Actually, the CTE is more like a detective’s investigation than pure, unrelated OSINT challenges. You receive a large collection of information all the time, and you have to decide what’s important and what is not… while keeping in some place of your memory small details that might help you ascertain a source.

In the CTE, a single source of information is rarely sufficient to solve a challenge. Most of the time, you have to collaborate 2 or 3 information from different sources.

If you are a board game players, the CTE is similar to Detective, or Dossiers Criminels.

Is it still interesting with AI?

You probably heard my position on AI in CTFs: while I’d hate to ban AI - as any other tool - it’s true that it often spoils the fun of challenges. I’ve been thinking about solutions - so is the community - and I’m still thinking.

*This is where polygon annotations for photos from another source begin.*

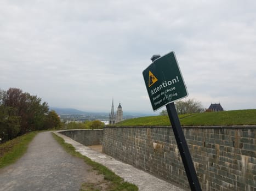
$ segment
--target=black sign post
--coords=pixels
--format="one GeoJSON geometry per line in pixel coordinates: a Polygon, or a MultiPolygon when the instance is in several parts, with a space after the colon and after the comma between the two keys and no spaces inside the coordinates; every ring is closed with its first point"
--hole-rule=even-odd
{"type": "Polygon", "coordinates": [[[162,57],[153,55],[151,59],[153,63],[143,71],[143,76],[153,109],[166,105],[190,188],[192,191],[201,191],[174,103],[187,96],[174,53],[171,52],[162,57]],[[157,62],[154,63],[155,60],[157,62]]]}
{"type": "Polygon", "coordinates": [[[200,187],[200,183],[199,183],[196,170],[193,165],[191,156],[190,156],[184,134],[180,126],[180,122],[178,117],[174,103],[171,103],[167,104],[166,105],[166,109],[167,110],[178,147],[181,157],[182,162],[184,165],[185,171],[187,175],[190,188],[193,191],[201,191],[202,189],[200,187]]]}

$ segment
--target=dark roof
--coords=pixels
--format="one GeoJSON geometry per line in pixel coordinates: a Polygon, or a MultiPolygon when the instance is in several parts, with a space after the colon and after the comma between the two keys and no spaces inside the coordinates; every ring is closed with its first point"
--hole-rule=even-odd
{"type": "Polygon", "coordinates": [[[209,109],[212,111],[223,111],[223,108],[220,104],[211,104],[209,107],[209,109]]]}

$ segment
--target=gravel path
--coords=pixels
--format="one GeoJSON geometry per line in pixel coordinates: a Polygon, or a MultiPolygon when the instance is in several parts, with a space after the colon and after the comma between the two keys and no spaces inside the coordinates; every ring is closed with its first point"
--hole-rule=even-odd
{"type": "Polygon", "coordinates": [[[91,169],[67,154],[50,132],[40,133],[22,157],[0,169],[0,190],[79,190],[91,169]]]}

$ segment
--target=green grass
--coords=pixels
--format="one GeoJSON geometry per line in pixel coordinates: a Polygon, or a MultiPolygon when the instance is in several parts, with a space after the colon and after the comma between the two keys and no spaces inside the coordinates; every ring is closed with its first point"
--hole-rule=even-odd
{"type": "Polygon", "coordinates": [[[20,158],[37,134],[37,132],[31,132],[1,144],[0,168],[13,164],[20,158]]]}
{"type": "MultiPolygon", "coordinates": [[[[256,110],[233,110],[179,115],[182,126],[256,124],[256,110]]],[[[129,119],[116,126],[169,126],[169,117],[158,116],[129,119]]]]}
{"type": "MultiPolygon", "coordinates": [[[[100,164],[92,160],[90,158],[83,156],[80,153],[76,151],[75,147],[71,144],[65,142],[64,140],[52,133],[54,139],[63,147],[64,150],[70,154],[82,158],[84,162],[88,165],[92,166],[94,170],[97,170],[100,174],[104,175],[104,179],[110,181],[111,184],[109,187],[108,190],[126,190],[126,191],[135,191],[138,190],[138,187],[134,184],[127,182],[124,182],[123,178],[116,175],[114,172],[110,170],[106,166],[100,164]]],[[[88,189],[88,190],[93,189],[88,189]]]]}

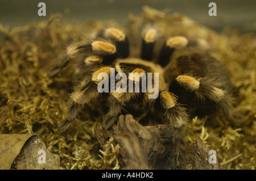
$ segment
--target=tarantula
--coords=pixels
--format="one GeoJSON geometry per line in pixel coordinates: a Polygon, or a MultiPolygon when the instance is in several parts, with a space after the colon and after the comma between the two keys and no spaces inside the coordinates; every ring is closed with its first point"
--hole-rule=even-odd
{"type": "MultiPolygon", "coordinates": [[[[71,95],[68,112],[60,132],[69,127],[85,105],[97,101],[99,97],[104,98],[107,102],[107,111],[102,119],[102,127],[106,129],[121,114],[139,114],[147,110],[165,120],[174,137],[179,140],[187,134],[190,115],[193,113],[205,115],[221,110],[228,119],[236,119],[228,73],[210,55],[207,43],[176,36],[167,39],[156,53],[154,48],[159,36],[154,27],[142,32],[141,40],[138,40],[141,48],[139,57],[130,52],[129,36],[115,27],[101,30],[92,39],[68,46],[58,65],[49,71],[53,76],[70,60],[78,62],[74,75],[79,81],[71,95]],[[172,58],[178,49],[192,50],[172,58]],[[111,68],[115,68],[114,75],[119,73],[127,75],[129,80],[138,85],[139,91],[134,88],[131,92],[111,91],[109,85],[106,88],[108,92],[100,92],[97,86],[103,78],[98,75],[100,73],[110,75],[111,68]],[[142,81],[139,81],[142,77],[131,78],[131,73],[138,73],[137,77],[142,73],[147,76],[149,73],[158,73],[158,80],[152,77],[153,82],[157,81],[159,85],[159,96],[148,99],[150,92],[142,91],[142,81]]],[[[116,83],[117,81],[114,85],[116,83]]]]}

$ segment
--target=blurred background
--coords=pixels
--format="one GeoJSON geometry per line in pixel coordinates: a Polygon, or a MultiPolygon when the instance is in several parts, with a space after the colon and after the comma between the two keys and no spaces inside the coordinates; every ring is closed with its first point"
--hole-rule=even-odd
{"type": "Polygon", "coordinates": [[[170,8],[170,13],[185,15],[217,32],[228,26],[241,32],[256,32],[255,0],[0,0],[0,23],[9,27],[46,20],[60,12],[71,21],[115,19],[125,23],[129,13],[138,15],[148,5],[158,10],[170,8]],[[39,2],[46,4],[46,16],[39,16],[39,2]],[[217,4],[217,16],[210,16],[208,7],[217,4]]]}

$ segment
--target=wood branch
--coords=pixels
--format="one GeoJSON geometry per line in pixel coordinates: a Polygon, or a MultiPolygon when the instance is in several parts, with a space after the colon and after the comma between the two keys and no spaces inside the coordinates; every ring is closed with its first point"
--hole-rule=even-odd
{"type": "Polygon", "coordinates": [[[192,148],[194,154],[189,160],[176,141],[168,125],[143,127],[133,116],[121,115],[112,129],[96,128],[95,135],[103,150],[106,141],[113,137],[120,145],[121,169],[186,169],[191,163],[196,170],[223,169],[218,157],[216,163],[208,161],[210,149],[199,138],[192,148]]]}
{"type": "Polygon", "coordinates": [[[191,162],[195,169],[223,170],[217,155],[216,155],[216,163],[210,163],[212,162],[212,162],[209,161],[209,159],[211,159],[211,155],[209,154],[210,149],[207,148],[202,140],[197,139],[193,144],[192,148],[195,153],[191,157],[191,162]]]}

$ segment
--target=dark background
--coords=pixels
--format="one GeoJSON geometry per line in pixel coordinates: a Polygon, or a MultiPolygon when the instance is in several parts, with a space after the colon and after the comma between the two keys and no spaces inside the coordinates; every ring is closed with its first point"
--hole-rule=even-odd
{"type": "Polygon", "coordinates": [[[125,22],[129,13],[139,14],[143,5],[158,10],[170,7],[218,32],[226,26],[242,32],[256,32],[255,0],[0,0],[0,23],[10,27],[48,19],[51,12],[81,22],[115,19],[125,22]],[[38,5],[46,4],[46,16],[39,16],[38,5]],[[217,16],[210,16],[208,5],[217,4],[217,16]]]}

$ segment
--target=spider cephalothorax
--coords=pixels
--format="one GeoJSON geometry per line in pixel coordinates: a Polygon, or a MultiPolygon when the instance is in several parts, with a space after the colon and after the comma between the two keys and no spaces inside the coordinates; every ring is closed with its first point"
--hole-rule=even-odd
{"type": "MultiPolygon", "coordinates": [[[[143,31],[141,40],[138,40],[141,45],[139,57],[131,53],[129,37],[115,28],[101,30],[92,40],[68,47],[59,65],[49,72],[51,75],[56,74],[71,60],[77,62],[73,74],[78,83],[71,95],[66,119],[60,125],[61,132],[68,128],[85,105],[97,101],[100,96],[108,103],[102,121],[105,129],[110,128],[121,114],[139,114],[147,110],[165,121],[174,137],[179,139],[188,132],[191,113],[205,115],[220,109],[228,119],[234,119],[227,73],[208,53],[209,45],[206,41],[183,36],[171,37],[156,53],[154,45],[158,33],[154,28],[143,31]],[[176,49],[192,50],[172,58],[176,49]],[[113,68],[114,75],[119,73],[127,75],[127,88],[129,80],[138,83],[139,91],[135,91],[135,87],[132,92],[111,91],[110,84],[107,92],[100,92],[97,87],[103,77],[98,75],[100,73],[111,75],[113,68]],[[142,77],[139,76],[135,80],[129,77],[131,73],[139,75],[144,73],[146,77],[149,73],[158,73],[157,79],[154,75],[151,77],[152,85],[157,83],[158,96],[149,99],[152,92],[142,91],[142,77]]],[[[114,85],[117,83],[115,80],[114,85]]]]}

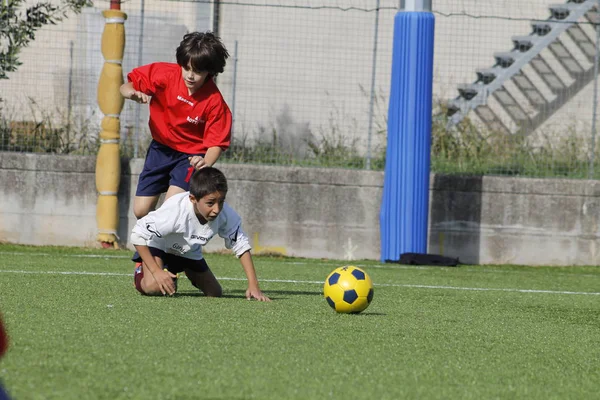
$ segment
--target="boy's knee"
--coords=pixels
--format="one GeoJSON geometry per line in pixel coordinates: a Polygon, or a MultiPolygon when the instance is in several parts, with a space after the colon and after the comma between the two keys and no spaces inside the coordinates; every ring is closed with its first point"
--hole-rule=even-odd
{"type": "Polygon", "coordinates": [[[222,297],[223,289],[221,288],[221,286],[217,288],[211,288],[210,290],[206,290],[204,294],[206,295],[206,297],[222,297]]]}
{"type": "Polygon", "coordinates": [[[133,206],[133,215],[135,215],[137,219],[144,218],[149,212],[150,210],[147,207],[133,206]]]}

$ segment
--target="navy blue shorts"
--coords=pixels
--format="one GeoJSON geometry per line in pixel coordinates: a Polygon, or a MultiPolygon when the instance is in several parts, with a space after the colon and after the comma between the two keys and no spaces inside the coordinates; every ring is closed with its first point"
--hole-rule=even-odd
{"type": "Polygon", "coordinates": [[[190,190],[194,167],[188,157],[195,155],[204,157],[204,154],[181,153],[153,140],[146,153],[135,195],[156,196],[166,192],[169,186],[190,190]]]}
{"type": "MultiPolygon", "coordinates": [[[[209,271],[208,264],[206,260],[203,258],[202,260],[191,260],[189,258],[179,257],[174,254],[165,253],[161,249],[157,249],[156,247],[148,247],[150,249],[150,253],[154,257],[160,257],[163,260],[163,268],[169,270],[169,272],[173,274],[178,274],[180,272],[185,271],[186,269],[190,269],[195,272],[206,272],[209,271]]],[[[142,262],[142,258],[136,251],[131,259],[134,262],[142,262]]]]}

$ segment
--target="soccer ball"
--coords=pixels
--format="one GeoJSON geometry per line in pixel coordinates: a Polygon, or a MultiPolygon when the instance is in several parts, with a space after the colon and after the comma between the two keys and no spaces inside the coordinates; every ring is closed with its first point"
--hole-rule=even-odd
{"type": "Polygon", "coordinates": [[[323,295],[335,311],[358,314],[373,300],[373,282],[358,267],[339,267],[325,279],[323,295]]]}

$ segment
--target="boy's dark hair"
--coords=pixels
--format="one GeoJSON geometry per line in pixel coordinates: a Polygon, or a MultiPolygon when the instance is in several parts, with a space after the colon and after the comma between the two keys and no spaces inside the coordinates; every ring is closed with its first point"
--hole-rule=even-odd
{"type": "Polygon", "coordinates": [[[221,39],[212,32],[192,32],[183,36],[177,47],[177,64],[195,72],[208,71],[211,76],[223,72],[229,53],[221,39]]]}
{"type": "Polygon", "coordinates": [[[192,174],[190,194],[200,200],[207,194],[221,192],[227,194],[227,178],[214,167],[204,167],[192,174]]]}

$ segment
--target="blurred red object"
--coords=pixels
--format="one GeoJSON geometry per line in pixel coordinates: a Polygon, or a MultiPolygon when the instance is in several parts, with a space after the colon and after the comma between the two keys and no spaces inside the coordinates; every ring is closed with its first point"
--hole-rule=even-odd
{"type": "Polygon", "coordinates": [[[8,336],[6,336],[6,331],[4,330],[4,325],[2,324],[2,319],[0,318],[0,357],[6,352],[8,348],[8,336]]]}

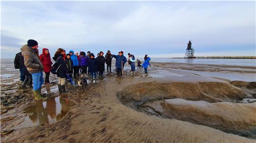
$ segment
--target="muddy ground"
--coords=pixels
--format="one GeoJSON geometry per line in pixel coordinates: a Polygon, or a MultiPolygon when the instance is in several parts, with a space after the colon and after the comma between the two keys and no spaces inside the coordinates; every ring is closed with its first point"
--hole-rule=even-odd
{"type": "Polygon", "coordinates": [[[50,99],[44,102],[34,100],[32,89],[21,88],[18,71],[7,71],[13,75],[1,77],[1,141],[255,143],[256,70],[152,63],[148,76],[143,69],[131,76],[126,65],[123,79],[105,72],[103,79],[89,78],[84,89],[67,84],[70,92],[62,94],[52,75],[50,85],[42,86],[50,99]],[[177,99],[190,101],[181,104],[184,102],[177,99]],[[172,99],[175,104],[167,101],[172,99]],[[218,108],[203,110],[208,108],[197,101],[218,108]],[[218,103],[225,106],[214,104],[218,103]],[[232,110],[227,108],[230,104],[243,110],[232,110]],[[225,111],[231,119],[223,115],[225,111]],[[237,123],[239,126],[228,126],[237,123]]]}

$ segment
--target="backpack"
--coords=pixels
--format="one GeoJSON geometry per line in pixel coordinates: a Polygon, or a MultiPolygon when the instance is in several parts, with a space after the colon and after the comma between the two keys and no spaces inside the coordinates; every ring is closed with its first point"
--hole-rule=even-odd
{"type": "Polygon", "coordinates": [[[59,67],[58,67],[58,64],[57,63],[57,61],[60,58],[62,58],[62,57],[60,57],[58,58],[58,59],[57,59],[57,60],[56,60],[56,62],[55,62],[55,63],[53,64],[53,66],[52,66],[52,68],[51,68],[51,72],[53,74],[55,74],[55,75],[57,74],[57,72],[58,72],[58,69],[59,69],[59,68],[60,68],[60,66],[61,66],[61,65],[60,65],[59,66],[59,67]]]}

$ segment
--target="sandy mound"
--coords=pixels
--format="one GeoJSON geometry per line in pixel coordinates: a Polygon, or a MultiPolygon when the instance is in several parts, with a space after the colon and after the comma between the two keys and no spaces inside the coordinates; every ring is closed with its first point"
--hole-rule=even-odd
{"type": "Polygon", "coordinates": [[[174,99],[164,100],[161,105],[165,110],[163,114],[170,118],[213,126],[229,133],[239,131],[240,134],[252,135],[256,131],[256,102],[211,103],[174,99]]]}

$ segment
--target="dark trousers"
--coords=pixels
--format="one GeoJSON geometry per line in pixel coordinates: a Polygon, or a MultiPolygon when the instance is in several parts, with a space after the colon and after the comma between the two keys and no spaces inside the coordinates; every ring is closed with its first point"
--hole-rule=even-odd
{"type": "Polygon", "coordinates": [[[82,74],[87,74],[87,67],[88,66],[83,66],[81,67],[81,68],[82,70],[82,74]]]}
{"type": "Polygon", "coordinates": [[[20,80],[24,81],[25,78],[25,75],[23,73],[23,68],[19,68],[19,72],[20,72],[20,80]]]}
{"type": "Polygon", "coordinates": [[[45,83],[46,84],[50,83],[50,81],[49,81],[49,76],[50,76],[50,72],[45,72],[45,73],[46,73],[46,78],[45,80],[45,83]]]}
{"type": "Polygon", "coordinates": [[[74,70],[74,77],[76,77],[76,76],[78,75],[78,71],[79,70],[79,67],[78,66],[73,66],[73,69],[74,70]]]}
{"type": "Polygon", "coordinates": [[[107,71],[109,71],[109,68],[110,68],[110,72],[111,73],[111,62],[107,63],[107,71]]]}
{"type": "Polygon", "coordinates": [[[117,73],[119,76],[122,76],[122,68],[117,67],[117,73]]]}

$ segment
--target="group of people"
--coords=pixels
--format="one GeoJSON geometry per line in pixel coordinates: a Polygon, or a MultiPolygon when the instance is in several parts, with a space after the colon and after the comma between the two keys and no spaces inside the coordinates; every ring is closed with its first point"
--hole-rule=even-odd
{"type": "Polygon", "coordinates": [[[98,53],[97,57],[95,57],[93,53],[87,51],[87,54],[84,51],[81,51],[80,55],[73,50],[70,50],[69,53],[66,54],[65,50],[61,48],[57,49],[55,52],[53,59],[55,61],[55,68],[51,59],[49,50],[43,49],[43,53],[39,55],[37,49],[37,42],[30,39],[27,44],[23,45],[21,48],[21,52],[16,54],[14,59],[15,68],[19,68],[20,72],[20,80],[23,82],[22,87],[26,88],[26,84],[32,87],[33,82],[33,93],[35,98],[37,100],[44,100],[47,97],[41,94],[41,88],[44,83],[43,71],[45,73],[45,84],[50,83],[49,76],[53,69],[56,69],[55,72],[58,77],[58,89],[60,93],[66,93],[65,83],[67,78],[77,78],[81,71],[81,77],[85,77],[90,74],[91,80],[97,79],[97,74],[99,73],[99,77],[103,77],[105,71],[105,63],[107,64],[108,72],[111,73],[111,62],[113,58],[116,59],[115,67],[117,73],[119,76],[123,76],[123,71],[125,64],[128,60],[131,66],[131,75],[134,75],[135,70],[135,62],[137,61],[137,68],[142,67],[144,68],[145,75],[147,74],[147,67],[150,66],[150,58],[146,55],[145,61],[141,65],[141,62],[136,60],[135,56],[128,53],[128,59],[124,55],[123,51],[119,52],[118,55],[111,53],[110,50],[104,56],[104,53],[100,51],[98,53]]]}

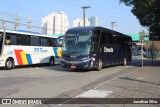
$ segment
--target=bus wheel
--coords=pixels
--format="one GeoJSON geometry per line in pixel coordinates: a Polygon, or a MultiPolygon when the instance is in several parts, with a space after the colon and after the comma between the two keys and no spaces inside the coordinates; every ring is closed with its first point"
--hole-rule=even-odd
{"type": "Polygon", "coordinates": [[[14,68],[14,60],[9,58],[6,60],[5,69],[10,70],[12,68],[14,68]]]}
{"type": "Polygon", "coordinates": [[[50,66],[53,66],[54,65],[54,57],[51,57],[50,59],[49,59],[49,65],[50,66]]]}
{"type": "Polygon", "coordinates": [[[99,61],[98,61],[98,66],[97,66],[97,70],[100,71],[100,70],[102,69],[102,66],[103,66],[102,59],[99,59],[99,61]]]}
{"type": "Polygon", "coordinates": [[[123,66],[126,66],[126,65],[127,65],[127,58],[126,58],[126,57],[123,58],[122,65],[123,65],[123,66]]]}

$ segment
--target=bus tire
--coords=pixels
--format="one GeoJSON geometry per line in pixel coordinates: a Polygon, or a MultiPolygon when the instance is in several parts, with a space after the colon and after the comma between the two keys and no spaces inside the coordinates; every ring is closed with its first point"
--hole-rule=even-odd
{"type": "Polygon", "coordinates": [[[11,70],[12,68],[14,68],[14,60],[12,58],[8,58],[6,60],[6,63],[5,63],[5,69],[6,70],[11,70]]]}
{"type": "Polygon", "coordinates": [[[97,65],[97,71],[100,71],[101,69],[102,69],[102,67],[103,67],[103,62],[102,62],[102,59],[99,59],[99,61],[98,61],[98,65],[97,65]]]}
{"type": "Polygon", "coordinates": [[[127,58],[126,58],[126,57],[123,58],[122,65],[123,65],[123,66],[126,66],[126,65],[127,65],[127,58]]]}
{"type": "Polygon", "coordinates": [[[49,59],[49,65],[50,66],[53,66],[55,64],[55,60],[54,60],[54,57],[52,56],[52,57],[50,57],[50,59],[49,59]]]}

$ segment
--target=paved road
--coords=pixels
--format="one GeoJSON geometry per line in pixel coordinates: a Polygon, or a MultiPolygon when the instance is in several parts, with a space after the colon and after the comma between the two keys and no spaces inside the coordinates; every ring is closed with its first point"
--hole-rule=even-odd
{"type": "Polygon", "coordinates": [[[101,71],[75,72],[60,65],[0,70],[0,98],[76,97],[87,90],[98,89],[105,81],[135,72],[140,64],[134,57],[128,66],[107,67],[101,71]]]}
{"type": "Polygon", "coordinates": [[[135,66],[108,67],[101,71],[79,71],[55,66],[0,70],[0,97],[53,98],[94,83],[103,77],[135,66]]]}

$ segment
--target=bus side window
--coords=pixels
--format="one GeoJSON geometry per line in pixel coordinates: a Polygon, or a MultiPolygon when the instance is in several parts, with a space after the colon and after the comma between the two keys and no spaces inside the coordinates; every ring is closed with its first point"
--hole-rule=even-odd
{"type": "Polygon", "coordinates": [[[102,31],[100,38],[100,45],[104,45],[106,43],[106,38],[107,38],[106,33],[102,31]]]}
{"type": "Polygon", "coordinates": [[[113,44],[113,34],[112,33],[108,33],[107,37],[108,37],[108,44],[113,44]]]}

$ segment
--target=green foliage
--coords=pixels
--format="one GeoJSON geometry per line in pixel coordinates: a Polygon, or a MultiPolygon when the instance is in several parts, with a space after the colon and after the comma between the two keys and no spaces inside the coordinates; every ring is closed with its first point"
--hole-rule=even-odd
{"type": "Polygon", "coordinates": [[[160,0],[120,0],[120,3],[131,6],[131,12],[152,34],[160,34],[160,0]]]}

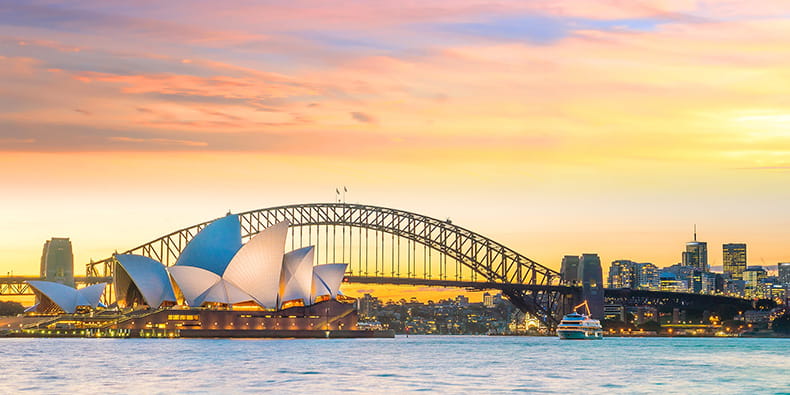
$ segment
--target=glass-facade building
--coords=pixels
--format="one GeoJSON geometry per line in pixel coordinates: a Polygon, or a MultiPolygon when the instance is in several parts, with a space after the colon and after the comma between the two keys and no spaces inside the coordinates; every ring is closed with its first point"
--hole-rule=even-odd
{"type": "Polygon", "coordinates": [[[683,253],[683,266],[690,266],[703,272],[710,271],[708,267],[708,243],[696,240],[686,243],[686,251],[683,253]]]}
{"type": "Polygon", "coordinates": [[[743,271],[746,270],[746,243],[723,244],[722,254],[724,274],[733,280],[743,280],[743,271]]]}

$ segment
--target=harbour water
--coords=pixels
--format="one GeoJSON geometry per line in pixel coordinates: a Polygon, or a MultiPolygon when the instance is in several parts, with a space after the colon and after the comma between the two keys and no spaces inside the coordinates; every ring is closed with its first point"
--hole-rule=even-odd
{"type": "Polygon", "coordinates": [[[790,339],[0,339],[0,393],[790,394],[790,339]]]}

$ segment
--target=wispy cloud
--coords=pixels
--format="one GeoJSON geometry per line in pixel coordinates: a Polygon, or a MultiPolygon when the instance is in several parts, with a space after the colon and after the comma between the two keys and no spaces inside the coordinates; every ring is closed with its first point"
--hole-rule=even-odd
{"type": "Polygon", "coordinates": [[[376,118],[374,118],[372,115],[365,114],[364,112],[352,111],[350,114],[351,114],[351,118],[354,118],[359,122],[376,123],[376,118]]]}
{"type": "Polygon", "coordinates": [[[206,143],[205,141],[173,140],[173,139],[163,139],[163,138],[141,139],[141,138],[133,138],[133,137],[110,137],[109,140],[118,141],[121,143],[183,145],[187,147],[208,146],[208,143],[206,143]]]}

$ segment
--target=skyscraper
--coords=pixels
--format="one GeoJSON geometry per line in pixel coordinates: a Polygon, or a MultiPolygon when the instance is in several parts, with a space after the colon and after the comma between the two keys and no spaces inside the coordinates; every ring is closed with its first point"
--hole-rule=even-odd
{"type": "Polygon", "coordinates": [[[47,281],[74,286],[74,255],[68,238],[53,237],[52,240],[44,242],[41,277],[47,281]]]}
{"type": "Polygon", "coordinates": [[[598,254],[582,254],[579,258],[578,281],[593,318],[603,319],[603,274],[598,254]]]}
{"type": "Polygon", "coordinates": [[[779,268],[779,282],[790,284],[790,262],[780,262],[776,266],[779,268]]]}
{"type": "Polygon", "coordinates": [[[707,272],[708,267],[708,243],[697,241],[697,228],[694,227],[694,240],[686,243],[686,251],[683,253],[683,266],[691,266],[697,270],[707,272]]]}
{"type": "Polygon", "coordinates": [[[609,266],[609,288],[633,288],[634,262],[628,260],[612,261],[609,266]]]}
{"type": "Polygon", "coordinates": [[[560,269],[562,282],[565,284],[575,284],[579,281],[579,257],[576,255],[565,255],[562,257],[562,268],[560,269]]]}
{"type": "Polygon", "coordinates": [[[762,266],[749,266],[743,271],[743,280],[746,282],[744,296],[747,298],[762,298],[765,290],[761,281],[768,276],[762,266]]]}
{"type": "Polygon", "coordinates": [[[724,274],[733,280],[743,280],[746,270],[746,243],[729,243],[722,245],[724,274]]]}

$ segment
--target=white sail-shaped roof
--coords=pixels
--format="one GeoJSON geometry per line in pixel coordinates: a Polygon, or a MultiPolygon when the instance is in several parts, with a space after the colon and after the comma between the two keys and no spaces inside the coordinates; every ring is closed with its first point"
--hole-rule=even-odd
{"type": "Polygon", "coordinates": [[[142,255],[115,255],[118,264],[115,268],[116,300],[125,304],[127,296],[136,288],[145,304],[157,308],[162,302],[175,302],[173,286],[165,266],[142,255]]]}
{"type": "Polygon", "coordinates": [[[313,286],[310,295],[311,302],[323,295],[337,297],[340,293],[340,284],[346,274],[345,263],[329,263],[313,266],[313,286]]]}
{"type": "Polygon", "coordinates": [[[315,249],[304,247],[283,256],[280,275],[280,306],[283,302],[301,299],[310,304],[310,290],[313,283],[313,258],[315,249]]]}
{"type": "Polygon", "coordinates": [[[198,232],[181,251],[176,266],[199,267],[221,276],[239,248],[241,248],[239,216],[228,215],[198,232]]]}
{"type": "Polygon", "coordinates": [[[222,276],[265,308],[277,308],[280,270],[289,226],[288,221],[283,221],[255,235],[239,249],[222,276]]]}
{"type": "Polygon", "coordinates": [[[202,295],[198,296],[195,303],[197,306],[204,303],[223,303],[231,305],[254,301],[255,298],[251,295],[233,285],[230,281],[222,279],[211,286],[211,288],[207,289],[202,295]]]}
{"type": "Polygon", "coordinates": [[[77,290],[77,292],[80,294],[80,296],[82,296],[83,302],[85,302],[84,306],[90,306],[91,308],[95,309],[97,306],[99,306],[99,300],[101,300],[101,295],[104,293],[104,288],[106,287],[107,283],[93,284],[85,288],[80,288],[77,290]]]}
{"type": "Polygon", "coordinates": [[[167,271],[192,307],[200,306],[197,298],[220,280],[216,273],[195,266],[171,266],[167,271]]]}
{"type": "Polygon", "coordinates": [[[82,289],[75,289],[69,286],[51,281],[28,281],[33,293],[39,298],[36,306],[39,310],[51,312],[55,306],[66,313],[73,314],[77,307],[90,306],[96,308],[99,299],[104,292],[105,283],[94,284],[82,289]]]}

The CTE was a really good surprise on this account. Artificial Intelligence helped speed up some potentially boring parts, but only seldom spoiled the fun of the challenges. (Yes, it happened but only very occasionally).

AI is good at very specific tasks. Let me tell you where it helped me in the CTE:

  • Search for an idea in a large quantity of data. The AI is better than me to turn this idea in an adequate grep with many words, or simply read and summarize text.
  • Write specific scripts, e.g. download bluesky posts each with their date and title in a directory.
  • Conduct reconnaissance on a Web challenge to find existing routes.
  • Write a correct z3 solver based on various constraints I provide.

But AI is quite bad at larger tasks, understanding how to assemble the puzzle. Many times it felt quite silly, testing randomly ideas that had little chance of working, looping on the same ideas etc. I can’t recall AI helping on a single OSINT challenge, apart creating useful scripts to help me grab the information I wanted.

On reverse, I had it use a Ghidra MCP, and while it was good at explaining specifically this or that line, it had no intuition at where to look at in the binary (main, password comparison etc).

It did solve a couple of Web challenges, but never immediately. I’m notoriously unskilled at web challenges and usually avoid them in CTFs, so I can’t say I was of a big help. Still, I often asked my AI agent for recaps: what it had already tried, what was its next steps, and that’s where I directed it, because, once more, surprisingly it had little intuition of where to go when I seemed obvious to me. When it solved, at the end, I always asked it to generate a good writeup for me: I read it, and I must say I learned a lot about web challenges (e.g JWT tokens).

Why was AI not an issue in the CTF? My analysis is that this CTF is very much about assembling information from multiple sources. While an AI is excellent at reading tons of information and summarizing it, models are apparently still poor at really understanding what they read and correlating facts.

Write-ups, FAQ and Conclusion

Official write-ups for the CTF are available here. I might post a few selected writeups of my own on this blog afterwards too.

  • Which was your favorite challenge? Toujours en Vente. Le Vault was excellent too. This is biased by the fact I love Reverse and Crypto challenges.
  • Which challenge did you struggle the most on? Hello World and perhaps Banque Root. Ah ha! I’d even grumble and contest the solutions, but you’d be right to think this merely because I’m unhappy to have wasted so much time on them 😜
  • Which challenge looked most like a Ph0wn challenge? Point de chute or Le coffre fort.
  • What is your favorite OSINT challenge? Difficult to say! I liked very much Le Bailleur innocent. I found Banque Root very interesting in terms of OSINT techniques.
  • Which character did you prefer? I can’t say. Of course, I’m on the side of the victim, Melanie. But Samir and Miguel are very interesting characters too.
  • Did you solve all challenges? No!!! There were 90! Our team solved ~40+.

Many many thanks to the organizing team for setting up this awesome CTF. The scenario and the challenges were grasping. Many thanks also to the Support Team who kept answering (quickly) to our questions on Discord.